Loomio

Internet Bill of Rights

AR Andrew Reitemeyer Public Seen by 287

As Brazil is in the process of passing an Internet Bill of Rights we could discuss what we would like to see in a New Zealand version.

http://www.indexoncensorship.org/2014/04/brazil-moves-toward-internet-bill-rights/

AR

Andrew Reitemeyer Thu 20 Aug 2015 11:06PM

In principle data should belong to the originator of the data. If the data is meta data about a person or legal entity then it should be something like the creative commons BY-NC-SA so that the data would be in the public domain but commercial use could be compensated or prevented.

DS

Danyl Strype Sun 20 Sep 2015 6:37PM

@andrewreitemeyer I agree with your comment, but data ownership is orthogonal to the subject at hand, which is data sovereignty, specifically, which state's laws apply to a kiwi's data hosted in a US datacentre. NZ law? US law (including DMCA and Patriot Act)? Both? Neither, As @andrewmcpherson argues? We need to establish two things things here; which is currently the case in practice, and which we think should be the case. In the two differ, then we need to draft policy advocating for change.

BTW BY-NC-SA is a copyright license. Public domain, by definition, means "no [copy]rights reserved", so commercial use is allowed. I think the phrase you're looking is something like "freely shareable".

AR

Andrew Reitemeyer Tue 22 Sep 2015 6:36AM

We are discussing an internet bill of rights. Which covers ownership - Section 21 of our Bill of Rights
I think that by default the data should be under the jurisdiction of the content creator. In transit and in storage it should be under safe harbour provisions
or something similar to the high seas law.

IMMI is looking into the international aspect of data protection. https://en.immi.is/

DS

Danyl Strype Fri 25 Sep 2015 3:37PM

Sorry @andrewreitemeyer, you're right that Internet Bill of Rights is the topic. Thanks for the link, I'll check it out.

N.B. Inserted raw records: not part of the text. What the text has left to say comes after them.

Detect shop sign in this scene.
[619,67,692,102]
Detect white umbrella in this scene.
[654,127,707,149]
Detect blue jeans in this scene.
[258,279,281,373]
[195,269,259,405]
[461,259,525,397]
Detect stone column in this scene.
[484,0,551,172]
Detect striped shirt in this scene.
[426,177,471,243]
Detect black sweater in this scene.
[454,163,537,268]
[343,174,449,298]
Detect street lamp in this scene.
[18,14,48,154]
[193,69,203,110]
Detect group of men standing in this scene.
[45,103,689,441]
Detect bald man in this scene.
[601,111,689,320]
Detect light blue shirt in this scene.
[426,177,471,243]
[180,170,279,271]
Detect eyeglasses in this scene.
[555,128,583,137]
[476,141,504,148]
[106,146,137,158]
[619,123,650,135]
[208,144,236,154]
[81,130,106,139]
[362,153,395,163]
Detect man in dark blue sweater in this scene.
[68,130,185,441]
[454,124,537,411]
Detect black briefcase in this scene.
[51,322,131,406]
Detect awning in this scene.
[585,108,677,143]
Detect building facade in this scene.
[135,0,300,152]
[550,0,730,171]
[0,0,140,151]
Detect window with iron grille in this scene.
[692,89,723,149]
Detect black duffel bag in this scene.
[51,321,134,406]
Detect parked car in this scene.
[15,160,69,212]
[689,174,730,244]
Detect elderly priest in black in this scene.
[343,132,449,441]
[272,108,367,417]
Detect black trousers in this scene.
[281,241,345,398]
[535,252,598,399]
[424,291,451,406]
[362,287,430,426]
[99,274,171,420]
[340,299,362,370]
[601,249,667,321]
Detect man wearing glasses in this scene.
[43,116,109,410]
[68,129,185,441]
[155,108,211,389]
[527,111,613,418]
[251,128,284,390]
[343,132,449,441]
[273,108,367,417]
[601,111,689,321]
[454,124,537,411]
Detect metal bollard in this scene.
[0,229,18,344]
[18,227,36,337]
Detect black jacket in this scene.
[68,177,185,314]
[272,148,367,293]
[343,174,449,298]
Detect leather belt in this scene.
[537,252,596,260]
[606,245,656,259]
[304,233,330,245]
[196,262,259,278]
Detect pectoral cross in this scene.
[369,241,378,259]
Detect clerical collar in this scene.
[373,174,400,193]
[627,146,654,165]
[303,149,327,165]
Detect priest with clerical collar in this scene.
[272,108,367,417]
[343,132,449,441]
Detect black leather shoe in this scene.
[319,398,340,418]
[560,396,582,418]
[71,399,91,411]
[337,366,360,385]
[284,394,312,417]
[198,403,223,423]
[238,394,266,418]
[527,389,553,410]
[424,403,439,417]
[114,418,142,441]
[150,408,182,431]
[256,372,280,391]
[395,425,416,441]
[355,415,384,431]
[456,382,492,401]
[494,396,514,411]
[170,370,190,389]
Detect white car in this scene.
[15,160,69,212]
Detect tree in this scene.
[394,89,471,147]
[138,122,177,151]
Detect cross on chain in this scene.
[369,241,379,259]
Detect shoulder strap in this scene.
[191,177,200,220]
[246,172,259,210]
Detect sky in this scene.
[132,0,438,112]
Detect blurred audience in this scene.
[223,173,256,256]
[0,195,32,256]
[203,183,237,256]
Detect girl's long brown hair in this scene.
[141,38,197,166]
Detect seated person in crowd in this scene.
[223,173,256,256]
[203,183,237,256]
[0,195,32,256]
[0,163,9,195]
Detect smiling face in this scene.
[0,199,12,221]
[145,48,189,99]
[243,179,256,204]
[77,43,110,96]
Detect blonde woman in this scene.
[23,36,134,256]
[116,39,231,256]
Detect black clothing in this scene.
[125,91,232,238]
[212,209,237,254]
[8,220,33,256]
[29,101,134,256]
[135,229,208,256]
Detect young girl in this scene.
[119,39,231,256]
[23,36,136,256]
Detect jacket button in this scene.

But again, ownership and sovereignty are related but separate issues. If I own a house in NZ, it's clear that I have ownership (of a freehold title) but the NZ State still has sovereignty over it. If I own a house boat (or data which is also mobile), I have ownership (as chattel property) but which state has jurisdiction over it? My understanding is that when at sea I'm under the jurisdiction of Maritime Law, and when in port (hosted on someone else's server) I'm under the jurisdiction of whichever state rules the territory the port (server) is in.

This may be reasonable (depending on how reasonable the government of that territory is) but it means I need to aware of what whose territory ports (servers) are located in, how reasonable their laws are, and whether or not to dock (host) my boat (data) there. The alternative, as @andrewmcpherson suggests, it to treat the net as its own jurisdiction, with is own governance (or lack thereof), but states appear not to accept this, and treating activity of the net as separate from the "real world" creates its own problems, and we've seen with the Harmful Digital Censorship Act.

DU

Andrew McPherson Sat 26 Sep 2015 8:57AM

I say it in the light of the old concept of the internet as an anarchy, just as the united nations is.
What we need in the light of the new idea that the internet is subject to the laws of the nations of the world, is lawmakers who actually understand science, maths, engineering and programming.
Which is where the pirate party comes in of course.

However, in the meantime it remains highly dangerous that most of the world's jurisdictions operate in ignorance of the workings of the internet, from US senators remarking that "the internet is a set of tubes", through to Russian MPs shutting down wikipedia for "promoting gay propaganda", or Pakistan banning and blocking Youtube across most of the world for several hours.